Other Talks in the Category: Biochemistry

0:00
My name is Pierre Goloubinoff from the University of Lausanne in Switzerland. I'm going to talk about molecular chaperones in particular Hsp70 and Hsp60, which can inject energy from ATP hydrolysis into the non-equilibrium stabilization of stress-labile proteins.
0:19
We can start by asking: what is a molecular chaperone? If we go to the dictionary and look for a very traditional definition of a chaperone, it's 'an older lady who accompanies unmarried girls in public to implement social distancing, thereby preventing improper associations with boys'. That's the traditional vision of a chaperone. John Ellis, in 1988, revived the term 'chaperone', and suggested that the molecular chaperone is a protein that accompanies nascent or stress-destabilized proteins to prevent improper association with other proteins, and to prevent the formation of aggregates which may be toxic. Of course, it's a free interpretation of what he said at the time, but essentially in a nutshell, this is his message.
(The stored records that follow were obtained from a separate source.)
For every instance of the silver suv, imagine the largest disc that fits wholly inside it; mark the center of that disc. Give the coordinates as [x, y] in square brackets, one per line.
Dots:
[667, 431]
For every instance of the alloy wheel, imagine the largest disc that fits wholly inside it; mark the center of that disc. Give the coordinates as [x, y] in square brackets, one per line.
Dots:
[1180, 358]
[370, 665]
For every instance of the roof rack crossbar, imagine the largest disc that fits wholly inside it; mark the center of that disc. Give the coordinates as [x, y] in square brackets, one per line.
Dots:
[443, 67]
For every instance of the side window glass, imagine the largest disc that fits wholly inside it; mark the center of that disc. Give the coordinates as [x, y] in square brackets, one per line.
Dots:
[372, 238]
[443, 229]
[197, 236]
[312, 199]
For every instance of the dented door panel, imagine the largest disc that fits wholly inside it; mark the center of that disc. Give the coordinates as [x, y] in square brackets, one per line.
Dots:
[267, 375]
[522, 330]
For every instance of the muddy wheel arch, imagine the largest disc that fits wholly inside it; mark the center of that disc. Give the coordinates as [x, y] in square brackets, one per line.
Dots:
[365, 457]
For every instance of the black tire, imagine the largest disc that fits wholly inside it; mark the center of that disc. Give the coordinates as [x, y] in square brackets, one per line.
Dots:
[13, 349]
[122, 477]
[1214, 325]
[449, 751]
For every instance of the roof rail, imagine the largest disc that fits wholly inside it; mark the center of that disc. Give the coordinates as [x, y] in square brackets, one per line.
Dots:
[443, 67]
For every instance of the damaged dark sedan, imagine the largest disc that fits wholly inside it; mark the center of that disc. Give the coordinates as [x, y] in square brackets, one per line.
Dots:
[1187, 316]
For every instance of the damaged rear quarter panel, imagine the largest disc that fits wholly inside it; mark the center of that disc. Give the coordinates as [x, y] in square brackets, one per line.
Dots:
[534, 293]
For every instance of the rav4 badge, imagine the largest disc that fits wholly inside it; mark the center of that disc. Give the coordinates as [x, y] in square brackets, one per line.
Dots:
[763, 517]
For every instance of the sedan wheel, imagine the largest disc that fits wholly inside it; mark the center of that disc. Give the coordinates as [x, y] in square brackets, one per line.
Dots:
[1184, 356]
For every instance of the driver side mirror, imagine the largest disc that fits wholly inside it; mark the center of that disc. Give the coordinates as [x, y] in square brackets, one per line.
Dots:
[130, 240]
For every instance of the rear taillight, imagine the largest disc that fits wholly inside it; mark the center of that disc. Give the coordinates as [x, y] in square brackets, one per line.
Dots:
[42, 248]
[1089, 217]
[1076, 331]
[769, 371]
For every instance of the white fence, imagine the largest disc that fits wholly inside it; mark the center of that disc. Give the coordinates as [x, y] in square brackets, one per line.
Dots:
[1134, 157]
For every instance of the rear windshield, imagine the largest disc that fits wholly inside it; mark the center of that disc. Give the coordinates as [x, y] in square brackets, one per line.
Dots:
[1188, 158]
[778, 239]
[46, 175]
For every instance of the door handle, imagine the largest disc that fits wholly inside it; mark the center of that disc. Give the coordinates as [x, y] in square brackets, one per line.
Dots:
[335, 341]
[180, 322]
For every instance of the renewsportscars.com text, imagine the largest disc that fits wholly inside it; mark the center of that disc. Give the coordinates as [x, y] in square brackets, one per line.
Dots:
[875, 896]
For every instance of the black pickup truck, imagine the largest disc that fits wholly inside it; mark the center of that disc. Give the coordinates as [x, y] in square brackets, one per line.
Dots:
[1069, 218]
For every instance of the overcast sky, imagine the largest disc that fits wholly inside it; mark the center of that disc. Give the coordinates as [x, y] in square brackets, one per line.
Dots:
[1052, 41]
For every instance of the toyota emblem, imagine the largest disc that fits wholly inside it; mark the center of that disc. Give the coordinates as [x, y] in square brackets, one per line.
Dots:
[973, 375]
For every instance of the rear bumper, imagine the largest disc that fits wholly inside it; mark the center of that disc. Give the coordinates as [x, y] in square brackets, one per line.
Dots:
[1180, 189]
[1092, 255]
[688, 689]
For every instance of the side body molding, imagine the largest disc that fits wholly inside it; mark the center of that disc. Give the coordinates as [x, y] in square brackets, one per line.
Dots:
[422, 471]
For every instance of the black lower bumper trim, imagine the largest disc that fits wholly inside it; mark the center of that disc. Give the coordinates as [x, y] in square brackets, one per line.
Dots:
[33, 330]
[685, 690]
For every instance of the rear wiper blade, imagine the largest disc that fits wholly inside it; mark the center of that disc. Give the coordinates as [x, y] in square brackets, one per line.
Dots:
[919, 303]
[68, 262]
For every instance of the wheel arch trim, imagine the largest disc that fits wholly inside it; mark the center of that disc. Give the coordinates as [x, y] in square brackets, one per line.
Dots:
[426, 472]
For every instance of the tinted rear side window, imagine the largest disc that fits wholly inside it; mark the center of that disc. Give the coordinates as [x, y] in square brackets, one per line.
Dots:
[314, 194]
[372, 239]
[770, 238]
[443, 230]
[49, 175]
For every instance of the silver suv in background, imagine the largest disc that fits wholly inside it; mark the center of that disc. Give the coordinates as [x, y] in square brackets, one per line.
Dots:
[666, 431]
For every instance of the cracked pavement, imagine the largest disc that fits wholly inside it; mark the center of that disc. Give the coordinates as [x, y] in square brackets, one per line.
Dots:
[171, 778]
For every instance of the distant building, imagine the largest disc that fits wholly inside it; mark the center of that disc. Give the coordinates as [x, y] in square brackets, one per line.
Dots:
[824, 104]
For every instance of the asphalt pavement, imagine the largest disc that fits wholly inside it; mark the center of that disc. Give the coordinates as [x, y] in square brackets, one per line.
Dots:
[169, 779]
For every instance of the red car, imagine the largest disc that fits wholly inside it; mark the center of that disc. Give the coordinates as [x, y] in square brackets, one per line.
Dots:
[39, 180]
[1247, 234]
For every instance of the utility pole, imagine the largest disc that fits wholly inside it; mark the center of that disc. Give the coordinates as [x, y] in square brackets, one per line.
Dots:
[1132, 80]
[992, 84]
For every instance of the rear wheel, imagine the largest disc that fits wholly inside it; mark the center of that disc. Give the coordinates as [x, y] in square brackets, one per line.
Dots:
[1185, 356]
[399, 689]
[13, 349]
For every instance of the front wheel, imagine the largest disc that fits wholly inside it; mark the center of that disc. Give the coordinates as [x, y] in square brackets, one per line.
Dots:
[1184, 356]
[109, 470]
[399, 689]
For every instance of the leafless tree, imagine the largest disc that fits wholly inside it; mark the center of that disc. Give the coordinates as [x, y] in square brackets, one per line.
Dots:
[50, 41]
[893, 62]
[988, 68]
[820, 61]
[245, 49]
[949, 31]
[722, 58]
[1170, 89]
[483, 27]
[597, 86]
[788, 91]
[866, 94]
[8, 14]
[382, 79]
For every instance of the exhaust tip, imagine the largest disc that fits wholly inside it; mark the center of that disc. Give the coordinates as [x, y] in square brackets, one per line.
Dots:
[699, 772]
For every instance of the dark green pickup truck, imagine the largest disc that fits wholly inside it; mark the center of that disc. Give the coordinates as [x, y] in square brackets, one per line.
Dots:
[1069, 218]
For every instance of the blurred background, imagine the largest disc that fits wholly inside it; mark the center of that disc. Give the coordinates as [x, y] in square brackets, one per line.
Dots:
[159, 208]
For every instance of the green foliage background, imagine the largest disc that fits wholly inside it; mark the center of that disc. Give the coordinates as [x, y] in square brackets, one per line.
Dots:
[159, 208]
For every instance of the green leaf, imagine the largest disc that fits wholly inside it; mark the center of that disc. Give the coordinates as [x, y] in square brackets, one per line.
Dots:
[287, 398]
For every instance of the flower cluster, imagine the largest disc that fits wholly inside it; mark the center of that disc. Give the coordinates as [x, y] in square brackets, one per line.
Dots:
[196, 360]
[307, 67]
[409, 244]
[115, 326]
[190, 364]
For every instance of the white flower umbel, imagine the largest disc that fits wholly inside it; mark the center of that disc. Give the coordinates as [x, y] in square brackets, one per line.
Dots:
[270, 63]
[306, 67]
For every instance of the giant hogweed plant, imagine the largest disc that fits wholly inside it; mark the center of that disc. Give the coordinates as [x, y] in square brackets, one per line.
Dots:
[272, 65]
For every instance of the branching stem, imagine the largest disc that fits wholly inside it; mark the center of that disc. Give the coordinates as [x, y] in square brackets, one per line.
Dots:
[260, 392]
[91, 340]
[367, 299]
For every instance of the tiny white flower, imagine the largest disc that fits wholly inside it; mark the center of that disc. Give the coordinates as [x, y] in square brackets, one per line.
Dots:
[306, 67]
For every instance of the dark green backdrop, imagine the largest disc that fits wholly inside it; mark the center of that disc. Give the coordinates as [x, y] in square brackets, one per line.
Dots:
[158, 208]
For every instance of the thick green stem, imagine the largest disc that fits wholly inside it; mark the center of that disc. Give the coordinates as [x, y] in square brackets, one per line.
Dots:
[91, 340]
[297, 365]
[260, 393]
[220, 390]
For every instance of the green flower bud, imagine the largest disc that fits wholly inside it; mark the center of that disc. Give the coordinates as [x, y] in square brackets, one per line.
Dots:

It was extrapolated from Laskey's invention of the term 'molecular chaperone', about histone chaperones. I would say that since 2006, I prefer to define a molecular chaperone as: 'a protein that can proof-read protein structures. It can identify and correct abnormal misfolded protein structures. Most chaperones can use the energy from ATP-hydrolysis to unfold and thereby repair damaged protein structures and scavenge toxic aggregates.'
1:35
In a way, it's a machinery that can proof-read protein structure, and indeed we can identify, in the life of a protein, different states. Protein is born as an extended polypeptide with high free energy, this is a free energy landscape, and it comes out of the ribosome like that. Anfinsen has shown that it can fold spontaneously to the native state, which is presumably more stable, and therefore with a lower free energy state. But Anfinsen also noticed that a fraction of his artificially-unfolded proteins would not get to the native state, and would reach a state like an insoluble aggregate. This can also be obtained when you take the native protein and stress it, for example, with heat shock, these would then convert into aggregates. Once you are in this low free energy state of misfolded fibrillar or aggregates, for example, it's very difficult to get out of them. Not only are these proteins not functional, but they can lead to diseases, we know now that the whole process of aging in mammals (at least in our case, or in metazoans in general), is associated with protein misfolding and the accumulation of misfolded species. We suspect that it is the intermediate misfolded monomers that are the most toxic to cells (neuronal cells), but the hallmark of these diseases is the accumulation of fibrils and all kinds of protein deposits, which can even be infectious in the case of prions.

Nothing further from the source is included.